Wiki Commons

As Gov. Ned Lamont prepares to introduce the first budget of his administration on Wednesday, his office has dropped a series of hints on how the budget will shape up.

The governor has issued a flurry of statements, including an op-ed in the CT Post and an open letter to Connecticut residents detailing components of the economic policy outlined in his budget. He has proposed instituting tolls on major highways, removing administrative barriers for businesses and increasing the sales tax to remedy the state’s financial woes.
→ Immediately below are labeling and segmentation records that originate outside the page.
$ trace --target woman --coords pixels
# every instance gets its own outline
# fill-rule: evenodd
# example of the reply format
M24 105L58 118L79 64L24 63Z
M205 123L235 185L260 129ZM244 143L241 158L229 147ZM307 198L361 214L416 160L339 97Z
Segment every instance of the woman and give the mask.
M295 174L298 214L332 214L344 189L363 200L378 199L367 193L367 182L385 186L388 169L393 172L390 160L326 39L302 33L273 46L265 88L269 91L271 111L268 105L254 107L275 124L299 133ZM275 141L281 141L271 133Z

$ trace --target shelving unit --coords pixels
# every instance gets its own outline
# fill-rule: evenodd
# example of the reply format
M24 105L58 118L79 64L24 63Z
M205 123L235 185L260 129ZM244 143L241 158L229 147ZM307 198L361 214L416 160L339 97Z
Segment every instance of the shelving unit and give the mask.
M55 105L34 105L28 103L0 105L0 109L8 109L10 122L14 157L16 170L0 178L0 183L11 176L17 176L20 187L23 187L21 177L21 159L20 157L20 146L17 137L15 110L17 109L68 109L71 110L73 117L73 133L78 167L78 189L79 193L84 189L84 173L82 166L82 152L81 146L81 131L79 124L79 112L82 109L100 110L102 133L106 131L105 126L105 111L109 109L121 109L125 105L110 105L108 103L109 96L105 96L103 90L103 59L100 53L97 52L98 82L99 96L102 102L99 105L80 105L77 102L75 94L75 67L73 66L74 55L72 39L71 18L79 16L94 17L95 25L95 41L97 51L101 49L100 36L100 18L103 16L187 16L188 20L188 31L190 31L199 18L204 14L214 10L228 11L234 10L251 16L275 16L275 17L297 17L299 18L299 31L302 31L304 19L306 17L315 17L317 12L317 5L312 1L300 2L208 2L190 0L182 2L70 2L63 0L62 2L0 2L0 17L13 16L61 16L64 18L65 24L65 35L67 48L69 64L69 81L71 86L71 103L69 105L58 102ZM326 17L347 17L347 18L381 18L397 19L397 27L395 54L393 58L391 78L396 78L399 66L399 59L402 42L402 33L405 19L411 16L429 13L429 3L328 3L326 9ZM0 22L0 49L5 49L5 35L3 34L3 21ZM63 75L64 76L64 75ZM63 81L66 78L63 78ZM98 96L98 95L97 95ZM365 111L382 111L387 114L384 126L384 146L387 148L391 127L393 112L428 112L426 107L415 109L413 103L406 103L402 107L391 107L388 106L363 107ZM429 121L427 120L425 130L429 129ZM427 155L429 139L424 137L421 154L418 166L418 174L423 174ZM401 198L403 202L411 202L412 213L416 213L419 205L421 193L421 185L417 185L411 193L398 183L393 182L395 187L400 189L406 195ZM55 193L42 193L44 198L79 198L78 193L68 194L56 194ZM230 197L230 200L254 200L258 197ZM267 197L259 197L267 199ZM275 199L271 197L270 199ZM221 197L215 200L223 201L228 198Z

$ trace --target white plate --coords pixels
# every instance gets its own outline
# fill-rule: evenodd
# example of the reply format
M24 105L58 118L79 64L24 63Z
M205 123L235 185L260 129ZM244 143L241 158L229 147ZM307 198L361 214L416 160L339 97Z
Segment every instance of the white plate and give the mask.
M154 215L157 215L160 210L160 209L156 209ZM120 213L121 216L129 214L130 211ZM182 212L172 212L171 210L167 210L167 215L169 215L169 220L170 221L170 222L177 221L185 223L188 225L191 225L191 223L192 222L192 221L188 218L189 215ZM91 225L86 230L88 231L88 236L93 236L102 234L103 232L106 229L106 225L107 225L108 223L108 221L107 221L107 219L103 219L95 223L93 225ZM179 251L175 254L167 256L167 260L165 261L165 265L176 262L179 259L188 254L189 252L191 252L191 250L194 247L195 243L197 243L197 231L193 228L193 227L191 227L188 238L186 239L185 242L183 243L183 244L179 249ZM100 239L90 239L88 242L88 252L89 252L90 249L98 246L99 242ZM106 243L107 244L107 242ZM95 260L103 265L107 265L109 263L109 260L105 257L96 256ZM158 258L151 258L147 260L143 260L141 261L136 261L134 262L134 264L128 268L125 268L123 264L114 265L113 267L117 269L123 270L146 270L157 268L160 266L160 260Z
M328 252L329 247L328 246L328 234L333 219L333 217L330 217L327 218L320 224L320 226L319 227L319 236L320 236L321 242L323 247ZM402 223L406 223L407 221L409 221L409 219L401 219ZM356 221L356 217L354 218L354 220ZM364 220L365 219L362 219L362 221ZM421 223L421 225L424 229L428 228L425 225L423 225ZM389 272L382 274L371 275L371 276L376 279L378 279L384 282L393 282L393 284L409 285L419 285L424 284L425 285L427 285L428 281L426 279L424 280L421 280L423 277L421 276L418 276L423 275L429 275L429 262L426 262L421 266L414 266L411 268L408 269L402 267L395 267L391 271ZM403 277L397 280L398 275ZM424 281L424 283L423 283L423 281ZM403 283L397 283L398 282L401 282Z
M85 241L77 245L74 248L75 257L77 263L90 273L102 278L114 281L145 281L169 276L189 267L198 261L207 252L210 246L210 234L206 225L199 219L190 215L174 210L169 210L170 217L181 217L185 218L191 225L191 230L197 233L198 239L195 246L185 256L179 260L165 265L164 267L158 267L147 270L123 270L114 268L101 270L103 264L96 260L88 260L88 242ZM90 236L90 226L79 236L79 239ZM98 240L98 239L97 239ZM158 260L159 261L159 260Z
Lamont will present his proposed budget to a joint session of the Connecticut General Assembly on Feb. 20.

“My job on February 20 is to share with you a realistic and thoughtful budget that will jumpstart the Connecticut economy, and work for everyone – leaving no one behind,” Lamont wrote in the open letter to Connecticut residents on Feb. 11. “But my proposal is just the beginning of the conversation — not the end.”

During the campaign, Lamont declared his support for a toll on tractor trailer trucks only — the policy that neighboring Rhode Island follows. Last week, shifting from his earlier position, Lamont threw his support behind implementing tolls on all vehicles on highways such as the I-95, I-91, I-84 and the Merritt Parkway.

Lamont cited the state’s crumbling infrastructure system and “crushing congestion” on major thoroughfares to highlight the necessity of tolls — but not all Connecticut residents are on board. On inauguration day last month, several dozen protestors gathered outside the state Capitol building to protest the implementation of tolls — lamenting the additional cost to consumers and small businesses. 

According to University of Connecticut economics professor Fred Carstensen GRD ’76, tolls would be capable of generating an annual revenue of about $1 billion for the state.

While his term started just recently, Lamont has already prioritized rebranding Connecticut as a business-friendly state — highlighting the state’s highly skilled workforce and proximity to major metropolitan areas for companies seeking a location for their headquarters.

In a statement on Feb. 14, Lamont announced the elimination of a biennial $250 business entity tax and an initiative to streamline administrative burdens for companies filing with the state.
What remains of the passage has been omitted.